Friday, December 21, 2007

Summary of Learning 2.0

I have enjoyed the opportunity to learn about these tools in a systematic way and hopoe that other such opportunities will present themselves to stay abreast of new tools as they become available. Congratulations to the creators of this program.

Gutenberg Project

An interesting project but restrictive in its applicability to public libraries if the only books in the project are out of copyright i.e. classics. There is a limited audience for classics anyway, and plenty of competition as they are cheaply and widely available everywhere in ye olde paper form. The computer audio recording I listened to of David Copperfield sounded awful - I can't imagine anyone wanting to listen to that. The human voice audio recording of The Little Matchgirl though was very good.

About YouTube

YouTube seems to be a very easy site to use, and as usual, appears to be a place you could spend hours in if you chose. I was impressed with how easily I was able to find a particular video I was looking for through the simple search bar. The related video sites are also useful. It was easy to post the video to my blog.

YouTube: Mona and the Children

Thursday, December 20, 2007

Care2

I checked out Care2, which won the SEAmoz first prize for the philanthropy category in the Learning 2.0 awards. Its an interesting site that looks to me rather like what we used to call a portal, but I suppose more interactive. I had a closer look at the GLBT site in particular and can see that I could spend all day just browsing from one link to the other there. Very useful if you are particularly passionate about that cause I guess, but I still wonder how people find enough hours in the day to browse and use all these sites and tools.

Untitled


Oh rose thou art sick

The invisible worm

That flies in the night

In the howling storm

Has found out thy bed

Of crimson joy

And his dark secret love

Does thy life destroy.

 

frownWilliam Blake

 

Monday, November 19, 2007

Wikis

My initial impression of wikis, based on Wikipedia, is that they were a free-for-all and therefore totally unreliable as sources of credible information. However I notice that Wikipedia requires a no. of sources to be listed for each article or it will be pulled because not considered reliable. In checking the Princeton and St Joseph's County Public Library wikis I also saw that membership is restricted to a certain community of people; in other words, not free-for-alls at all. Now the basic impression I have of a wiki is that it is a space in which a community of people can create some kind of work together (almost like a more sophisticated version of the "track changes" tool available with Word).

In general my impression of all the tools we are learning about in Learning 2.0 is that they are trying to carve out a space on the internet where "ordinary people" can create as they please i.e. without having to do a course in html first!

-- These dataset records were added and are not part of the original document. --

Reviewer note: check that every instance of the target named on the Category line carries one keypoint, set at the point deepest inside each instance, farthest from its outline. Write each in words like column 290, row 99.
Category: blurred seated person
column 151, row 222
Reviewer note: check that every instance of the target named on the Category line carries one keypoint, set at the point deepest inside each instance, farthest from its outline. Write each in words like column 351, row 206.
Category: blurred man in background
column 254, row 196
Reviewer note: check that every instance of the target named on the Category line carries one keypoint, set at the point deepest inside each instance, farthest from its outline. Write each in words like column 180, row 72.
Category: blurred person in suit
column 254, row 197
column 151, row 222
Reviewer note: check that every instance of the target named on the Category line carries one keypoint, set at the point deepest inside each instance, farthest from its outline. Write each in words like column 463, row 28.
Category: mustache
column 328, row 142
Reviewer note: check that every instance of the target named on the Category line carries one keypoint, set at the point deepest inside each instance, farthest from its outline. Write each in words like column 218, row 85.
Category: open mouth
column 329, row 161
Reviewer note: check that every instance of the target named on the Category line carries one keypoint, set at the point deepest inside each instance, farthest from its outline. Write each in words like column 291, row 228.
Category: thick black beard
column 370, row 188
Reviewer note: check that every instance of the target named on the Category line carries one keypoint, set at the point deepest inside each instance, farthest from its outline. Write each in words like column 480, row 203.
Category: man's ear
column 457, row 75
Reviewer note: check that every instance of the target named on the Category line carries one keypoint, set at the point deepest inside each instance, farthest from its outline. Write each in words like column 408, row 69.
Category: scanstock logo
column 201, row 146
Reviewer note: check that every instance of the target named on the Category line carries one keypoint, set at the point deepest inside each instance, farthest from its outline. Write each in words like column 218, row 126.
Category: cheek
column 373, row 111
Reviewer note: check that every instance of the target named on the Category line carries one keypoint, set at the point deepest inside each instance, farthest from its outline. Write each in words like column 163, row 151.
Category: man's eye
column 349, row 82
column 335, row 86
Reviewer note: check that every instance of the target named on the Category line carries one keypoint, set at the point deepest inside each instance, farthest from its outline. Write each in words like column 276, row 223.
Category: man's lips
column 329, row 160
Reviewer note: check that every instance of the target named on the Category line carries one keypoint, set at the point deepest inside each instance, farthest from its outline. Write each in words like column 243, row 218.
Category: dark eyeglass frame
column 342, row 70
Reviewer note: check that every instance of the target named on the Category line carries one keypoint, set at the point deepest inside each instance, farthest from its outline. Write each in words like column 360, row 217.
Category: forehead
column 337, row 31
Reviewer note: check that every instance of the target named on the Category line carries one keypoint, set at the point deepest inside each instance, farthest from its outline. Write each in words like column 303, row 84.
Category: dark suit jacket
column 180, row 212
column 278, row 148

It reminds me of a discussion I had with a colleague in the very early days of the internet, in which he expressed to me that the internet was a sort of "virtual wild west" where anything goes. Over time increasing amounts of law and order have inevitably crept in and this new generation of blogs and wikis appears to be an attempt to carve out a new "wild west" sector in the virtual world. However once again we see that some kind of regulation becomes inevitable; for example, the "Library Success" wiki now requires email verification because of vandalism problems.

Its great though, that these tools are being made available to laymen like myself, so that I am empowered to participate in this online world.